Once health insurance coverage ends, the cost of nursing home care becomes really expensive, according to The Ledger in “The Law: Are you eligible for Medicaid nursing home coverage?”
The monthly cost for a private-pay resident at nursing homes often exceeds $10,000 a month. If residents can’t afford the care, they only have two options: qualify for Medicaid Nursing Home coverage, or sell every asset they can, impoverish the spouse, and ask adult children or other family members for help. Most people contact an elder law attorney and explore becoming eligible for Medicaid Nursing Home coverage.
Let’s use the state of Florida for an example of how to qualify for this coverage. A person must pass a three-part test that examines their assets, income and health, at the time the application is filed.
Income. As of Jan. 1, 2019, you could have a maximum of $2,313 per month in income (before deductions) to be eligible for Medicaid Nursing Home coverage. If your income was above that number, then legal planning is necessary to create a qualified income trust. Timing is extremely important, because if the trust is not set up correctly or in a timely fashion, you will not qualify for Medicaid.
There is a common mistake made about a spouse’s income being too high. It’s happily not true: a spouse’s income can be unlimited, and it does not impact a Medicaid applicant’s eligibility for benefits.
Assets. As of Jan. 1, 2019, you may have a maximum of $2,000 of countable assets and be eligible for Medicaid Nursing Home coverage. If the assets are above that threshold, there are a number of acceptable legal options to help the individual become eligible. There are two types of asset classes to consider when applying for Medicaid Nursing Home coverage: countable and non-countable.
Some non-countable assets are as follows: In Florida, homestead property up to $585,000 in value, one automobile, a prepaid burial contract, and term life insurance without a cash value. Countable assets include bank accounts, investment accounts, life insurance with cash value, CDs and annuities.

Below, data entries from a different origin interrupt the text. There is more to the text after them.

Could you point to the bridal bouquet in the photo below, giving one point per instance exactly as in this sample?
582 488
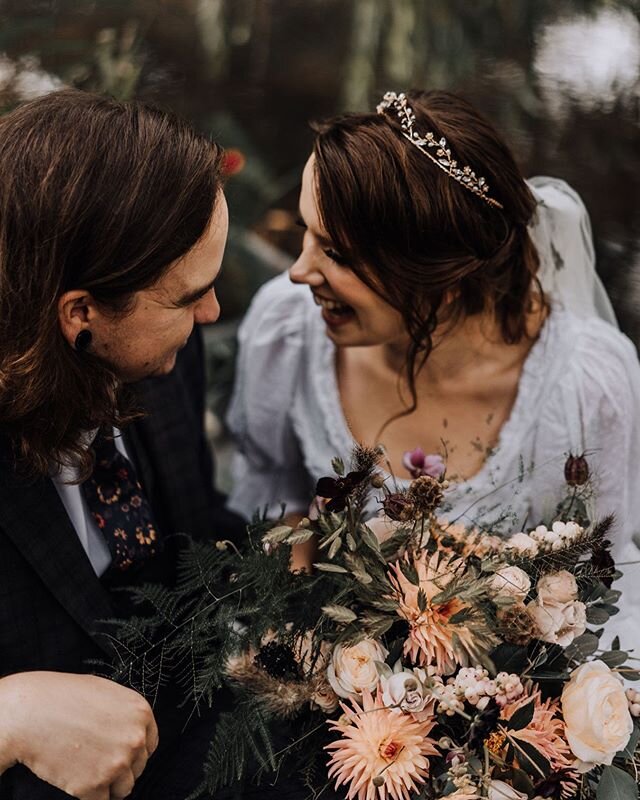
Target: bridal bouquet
420 659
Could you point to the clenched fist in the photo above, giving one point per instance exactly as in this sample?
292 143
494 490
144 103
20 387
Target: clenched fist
86 735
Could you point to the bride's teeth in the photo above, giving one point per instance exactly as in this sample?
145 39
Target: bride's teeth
330 305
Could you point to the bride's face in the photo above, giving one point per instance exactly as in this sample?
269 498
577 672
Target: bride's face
354 314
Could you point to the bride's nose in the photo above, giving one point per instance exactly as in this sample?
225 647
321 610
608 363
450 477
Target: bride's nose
306 271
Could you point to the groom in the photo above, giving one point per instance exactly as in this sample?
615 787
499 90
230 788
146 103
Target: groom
112 232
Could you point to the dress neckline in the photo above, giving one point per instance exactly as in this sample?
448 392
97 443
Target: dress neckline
531 387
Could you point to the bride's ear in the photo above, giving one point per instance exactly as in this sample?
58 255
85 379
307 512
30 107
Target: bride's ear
76 311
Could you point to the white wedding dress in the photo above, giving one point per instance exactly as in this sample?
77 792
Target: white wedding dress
579 392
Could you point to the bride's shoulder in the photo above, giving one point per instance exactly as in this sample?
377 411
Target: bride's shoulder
279 311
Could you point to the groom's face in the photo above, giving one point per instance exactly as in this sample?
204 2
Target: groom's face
145 342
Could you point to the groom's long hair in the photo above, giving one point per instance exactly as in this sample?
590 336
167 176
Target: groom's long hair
96 195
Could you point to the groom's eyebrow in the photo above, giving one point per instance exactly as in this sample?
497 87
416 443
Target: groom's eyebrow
195 295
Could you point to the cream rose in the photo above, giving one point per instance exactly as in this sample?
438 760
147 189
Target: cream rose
558 624
596 714
383 527
499 790
557 588
522 543
353 669
511 582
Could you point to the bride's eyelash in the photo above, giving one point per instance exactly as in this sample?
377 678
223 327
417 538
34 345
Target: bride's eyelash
328 251
335 256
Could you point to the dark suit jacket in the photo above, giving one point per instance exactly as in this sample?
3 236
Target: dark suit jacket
50 597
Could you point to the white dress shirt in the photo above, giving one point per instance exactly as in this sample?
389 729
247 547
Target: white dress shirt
83 522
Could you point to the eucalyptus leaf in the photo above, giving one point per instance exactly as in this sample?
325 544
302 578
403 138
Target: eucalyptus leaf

As of Jan. 1, 2019, a spouse may have a maximum of $126,420 of countable assets, without having an impact on their spouses’ Medicaid eligibility.
It would be a good idea to consult with an elder law attorney well in advance if it is anticipated that Medicaid Nursing Home coverage may be needed.
Reference: The Ledger (Jan. 9, 2019) “The Law: Are you eligible for Medicaid nursing home coverage?”